Artenvielfalt als Erfolgsindikator

Im Fokus von Lüderitz’ Untersuchungen steht die Artenvielfalt in den Gewässern. „Wirksam sind Renaturierungsmaßnahmen zum Beispiel dann, wenn sich die Zahl der in den Gewässern lebenden Tier- und Pflanzenarten deutlich erhöht“, erklärt er. Untersucht werden deshalb in verschiedenen Gewässerabschnitten die Fischfauna und die „mit dem bloßen Auge sichtbaren wirbellosen Tiere“, in der Fachsprache „Makrozoobenthos“ genannt. „Um das Makrozoobenthos einzufangen, ziehen wir Fangnetze über den Gewässergrund. Die Proben werden dann in eine Schale gegeben, die Tiere herausgesammelt und bis zur Art bestimmt.“

Untersuchungen im Flötgraben bei Arendsee in der Altmark gehört auch die Analyse des Makrozoobenthos.
Untersuchungen im Flötgraben bei Arendsee in der Altmark gehört auch die Analyse des Makrozoobenthos.
Foto: Matthias Piekacz

Bei der Untersuchung der Fische werde die Elektrobefischung als Methode eingesetzt. „Dabei erhalten die Fische einen kurzen, nicht schädlichen Schock, werden gefangen, bestimmt, vermessen und anschließend sofort wieder freigelassen“, erklärt Lüderitz.

Guter Gewässerzustand ist selten

Zufrieden dürften die Forscher sein, wenn sie viele Arten von Makrozoobenthos und einen hohen Anteil von Libellen, Eintags-, Stein- und Köcherfliegen am gesamten Tierbestand dokumentieren können – das ist laut Lüderitz ein Hinweis auf einen guten Gewässerzustand. „Bei den Fischen sind zum Beispiel Bachneunaugen, Bachschmerlen, Elritzen und Forellen positive Anzeiger.“

Insgesamt untersuchen die Forschenden alle Gewässer zwischen März und Juni zweimal. „Sehr viele Arten, die für die Erfolgskontrolle von Renaturierungsmaßnahmen wichtig sind, gehören zu den Wasserinsekten.
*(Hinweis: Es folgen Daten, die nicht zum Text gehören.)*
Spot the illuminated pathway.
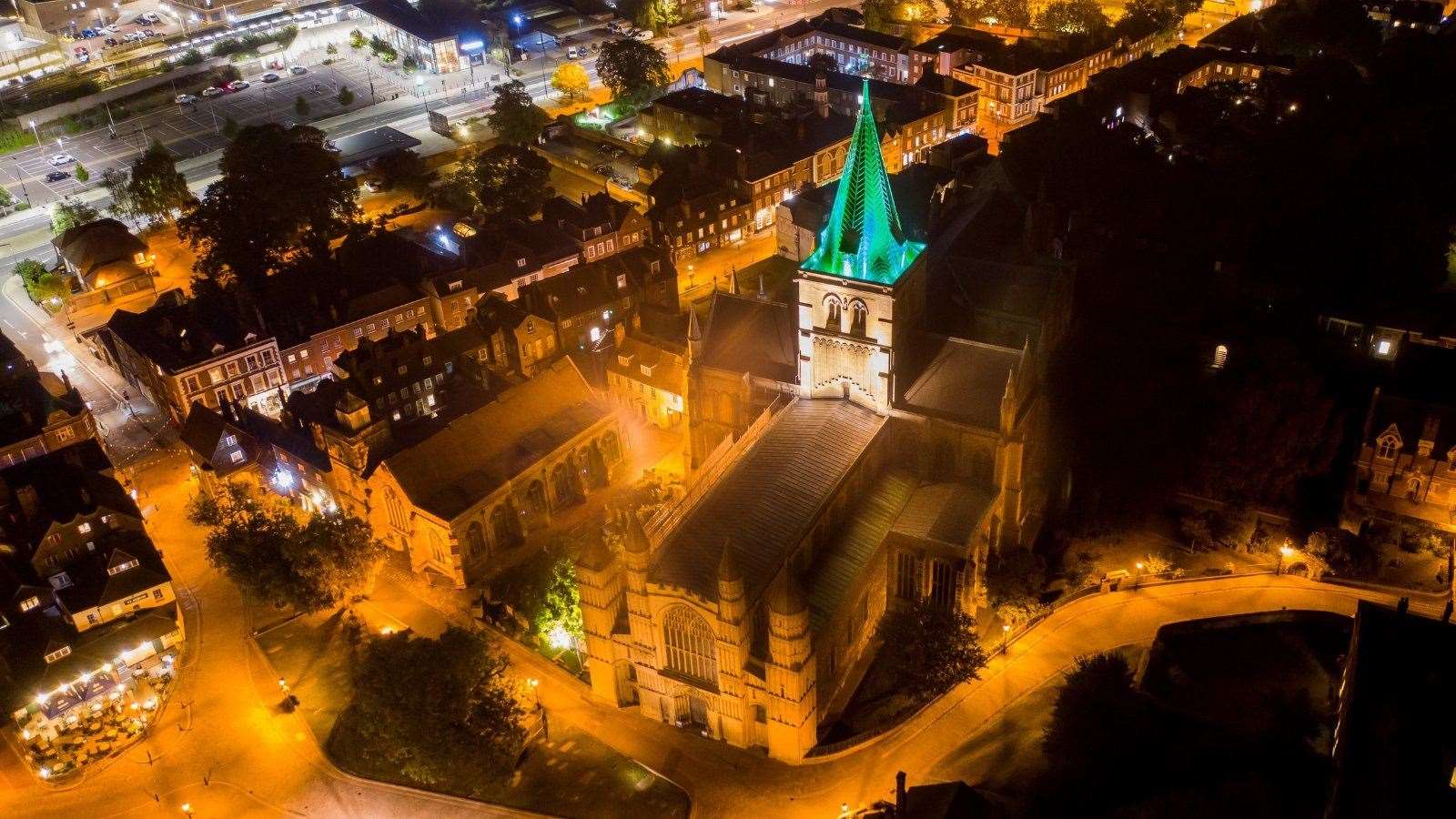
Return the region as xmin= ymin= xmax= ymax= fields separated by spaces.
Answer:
xmin=451 ymin=576 xmax=1439 ymax=817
Diese leben meist nur als Larven im Gewässer und fliegen zwischen März und Mitte Juni aus. Andere Gruppen wie Libellen und Käfer treffen wir eher im Frühsommer an.“

Die Untersuchungen finden im Rahmen des Forschungsprojektes „Klimsa“ statt, das vom Ministerium für Umwelt, Landwirtschaft und Energie Sachsen-Anhalt gefördert wird. Die Forscher des Projektes wollen ermitteln, wie unter den Bedingungen des Klimawandels mit den Gewässern umgegangen werden soll, sagt Lüderitz. Seit 2019 werden im Rahmen von „Klimsa“ auch das Makrozoobenthos und die Fischfauna von Gewässern in Sachsen-Anhalt regelmäßig untersucht.
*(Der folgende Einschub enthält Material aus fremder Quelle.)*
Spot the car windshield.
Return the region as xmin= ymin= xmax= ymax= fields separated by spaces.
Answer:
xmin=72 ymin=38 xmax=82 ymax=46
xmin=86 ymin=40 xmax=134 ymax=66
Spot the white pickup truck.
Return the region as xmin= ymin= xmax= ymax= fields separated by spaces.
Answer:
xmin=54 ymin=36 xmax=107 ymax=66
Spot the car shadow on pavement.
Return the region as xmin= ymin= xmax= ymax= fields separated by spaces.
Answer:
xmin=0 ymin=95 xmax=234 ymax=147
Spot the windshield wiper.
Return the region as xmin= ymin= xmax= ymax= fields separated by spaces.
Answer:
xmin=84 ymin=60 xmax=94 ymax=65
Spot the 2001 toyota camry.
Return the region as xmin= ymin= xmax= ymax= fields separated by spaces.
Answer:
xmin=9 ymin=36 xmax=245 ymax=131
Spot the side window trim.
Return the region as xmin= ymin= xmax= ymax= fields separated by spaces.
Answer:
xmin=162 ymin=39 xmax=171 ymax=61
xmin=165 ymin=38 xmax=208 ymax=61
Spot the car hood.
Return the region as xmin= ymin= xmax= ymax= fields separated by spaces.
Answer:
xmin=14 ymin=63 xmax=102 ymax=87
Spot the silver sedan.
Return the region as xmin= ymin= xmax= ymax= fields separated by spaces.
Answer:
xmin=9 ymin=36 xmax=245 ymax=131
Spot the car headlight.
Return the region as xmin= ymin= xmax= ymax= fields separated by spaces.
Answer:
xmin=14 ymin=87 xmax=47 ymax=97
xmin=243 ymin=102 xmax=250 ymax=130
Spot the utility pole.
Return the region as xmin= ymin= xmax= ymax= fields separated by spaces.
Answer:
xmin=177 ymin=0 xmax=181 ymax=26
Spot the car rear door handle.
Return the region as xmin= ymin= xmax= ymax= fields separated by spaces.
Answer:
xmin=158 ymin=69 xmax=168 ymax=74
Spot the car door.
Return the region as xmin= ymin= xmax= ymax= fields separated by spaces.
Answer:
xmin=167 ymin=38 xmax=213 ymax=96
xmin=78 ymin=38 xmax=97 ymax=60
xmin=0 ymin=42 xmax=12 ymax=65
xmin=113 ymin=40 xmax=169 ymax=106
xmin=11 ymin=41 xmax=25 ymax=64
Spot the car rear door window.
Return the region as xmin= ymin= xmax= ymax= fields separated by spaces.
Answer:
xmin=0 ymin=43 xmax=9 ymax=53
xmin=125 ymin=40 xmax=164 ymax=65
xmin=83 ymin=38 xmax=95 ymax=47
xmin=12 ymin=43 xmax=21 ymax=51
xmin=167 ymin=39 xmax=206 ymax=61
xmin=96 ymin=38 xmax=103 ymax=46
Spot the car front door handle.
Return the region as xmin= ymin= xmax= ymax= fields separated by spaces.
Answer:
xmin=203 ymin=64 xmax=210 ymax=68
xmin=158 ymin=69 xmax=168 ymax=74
Was die Untersuchungen gezeigt haben: „Die Dumme westlich von Salzwedel erreicht als einziges der untersuchten Gewässer insgesamt einen guten ökologischen Zustand“, sagt Lüderitz. Die Renaturierungsmaßnahmen waren dort also ein Erfolg. Bei allen anderen untersuchten Gewässern sei insbesondere die Fischfauna in keinem guten Zustand.